Cuando el gobierno de Estados Unidos, por medio del Dr. O´Callaghan,
aseguró copias de la correspondencia de los gobernadores coloniales franceses,
Garneau fue a Albany a fin de estudiar estos documentos. De esta manera obtuvo
además, material para sus futuros volúmenes, los que aparecieron
sucesivamente en 1846 y 1848. El tercer volumen contenía los eventos
de la Constitución de 1792. El trabajo fue favorablemente recibido tanto
por franceses como por ingleses. Una segunda edición incluía el
período desde 1792 hasta la Unión (1840). Una tercera edición,
1850, tuvo una traducción al inglés, la que sin embargo, no es
tan confiable.
La historia de Garneau debe ser juzgada de conformidad con el espíritu
de su tiempo. Sus primeras páginas fueron escritas casi de inmediato,
luego de los problemas de 1837 y 1838, en la alborada de la Unión de
Canadá, lo que implicaba las sentencias hacia la rebelión.
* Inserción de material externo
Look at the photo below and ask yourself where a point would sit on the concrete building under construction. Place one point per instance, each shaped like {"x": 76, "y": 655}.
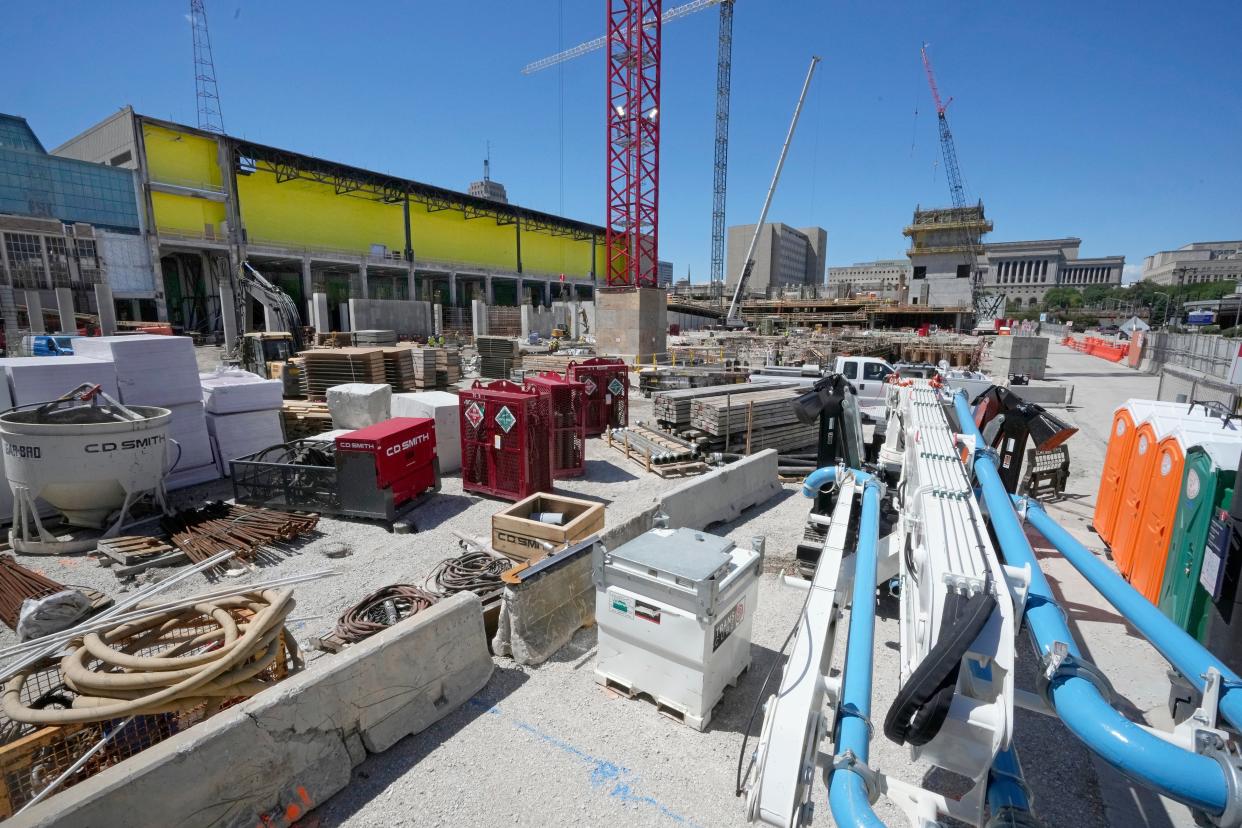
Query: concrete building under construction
{"x": 945, "y": 246}
{"x": 211, "y": 201}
Los
prospectos no lucían bien para la Canadá Baja, y un patriota como
Garneau, aunque imparcial, no fácilmente podía reprimir sus sentimientos.
Más reprensibles son sus opiniones sobre ciertos puntos de la doctrina,
y su injusta crítica hacia la autoridad de la iglesia y la influencia
que ejercía. Esto puede ser explicado por la naturaleza de los libros
que habría estudiado sin tener una guía apropiada y el antídoto
de un entrenamiento filosófico. Estas fallas no se encuentran en la última
edición, la que fue revisada a requerimiento de eclesiásticos.
De hecho, Garneau fue siempre un católico practicante y tuvo una muerte
edificante.
El título de “historiador nacional” correctamente le corresponde
a este pionero en la historia de Canadá, quien dedicó veinticinco
años de su vida, a una investigación patriótica. Fue una
devoción a un trabajo que llegó a atraer la atención en
Europa y Estados Unidos, para gloria del país.